Key Questions Answered

  • Parent PLUS Loan Caps: Parents can now borrow a maximum of $20,000 per year and $65,000 total through federal PLUS loans for undergraduate students. Since some universities charge over $100,000 annually for tuition and room and board combined, families facing this gap must identify alternative funding sources — private loans, institutional grants, or lower-cost schools — before enrollment decisions are made.
  • Graduate Loan Limits by Program Type: Federal graduate loans are now capped at $20,500 annually ($100,000 aggregate) for standard master's programs, and $50,000 annually ($200,000 aggregate) for professional programs like law, medicine, and business school. Students should verify whether their specific program qualifies as "professional" under the new rules, as ongoing litigation means classifications remain unsettled.
  • Earnings Test Mechanism: Programs whose alumni fail to out-earn state-level high school graduates (ages 25–34) in two out of three consecutive measurement years will lose federal loan eligibility entirely. For graduate programs, the benchmark is median earnings of bachelor's degree holders aged 25–34. Prospective students should research program-specific earnings data before borrowing, as religion and fine arts degrees are flagged as high-risk.
  • 14,000 New Master's Programs Created: Between roughly 2005 and 2025, universities launched approximately 14,000 new master's degree programs, many designed as revenue generators requiring no expensive labs or infrastructure.

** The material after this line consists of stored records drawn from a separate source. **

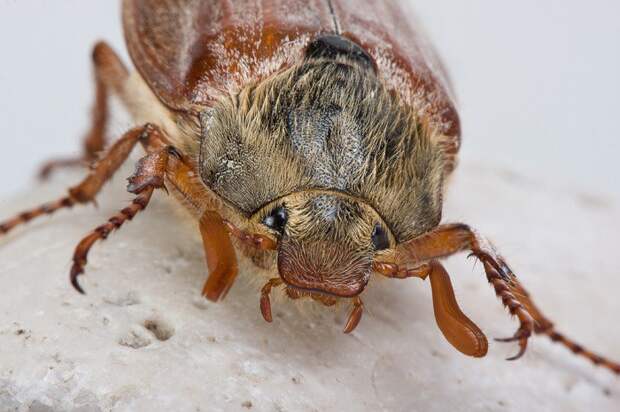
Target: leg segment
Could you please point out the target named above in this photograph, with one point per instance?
(447, 240)
(355, 316)
(110, 76)
(265, 302)
(221, 258)
(87, 190)
(149, 175)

Students should scrutinize any master's program created within the last decade by requesting concrete alumni earnings data and career placement rates directly from the institution before committing to borrowing.

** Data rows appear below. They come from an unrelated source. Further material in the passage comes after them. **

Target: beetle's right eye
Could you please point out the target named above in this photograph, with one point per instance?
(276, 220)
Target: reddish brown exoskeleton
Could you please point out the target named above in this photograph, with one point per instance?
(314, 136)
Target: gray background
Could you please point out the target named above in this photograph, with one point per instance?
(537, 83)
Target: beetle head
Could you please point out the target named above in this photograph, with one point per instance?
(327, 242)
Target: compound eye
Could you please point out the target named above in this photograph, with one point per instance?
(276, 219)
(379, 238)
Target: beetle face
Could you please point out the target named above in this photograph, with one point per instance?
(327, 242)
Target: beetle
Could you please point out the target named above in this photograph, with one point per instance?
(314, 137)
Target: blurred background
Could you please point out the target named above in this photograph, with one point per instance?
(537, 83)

  • Public Service Loan Forgiveness Complexity: Borrowers pursuing the 10-year public service forgiveness path face significant administrative failure risk — incorrect repayment plan enrollment, non-qualifying employers, or paperwork errors can invalidate years of payments. Anyone relying on this program should annually certify employment eligibility, confirm their repayment plan qualifies, and maintain documentation rather than assuming compliance.

Notable Moment

When the Obama administration tightened loan underwriting standards in 2011 to address runaway borrowing, several historically Black colleges and universities nearly collapsed within two years because their students disproportionately relied on parent PLUS loans. The administration reversed course by 2014, illustrating how reform attempts can produce severe unintended consequences for vulnerable institutions.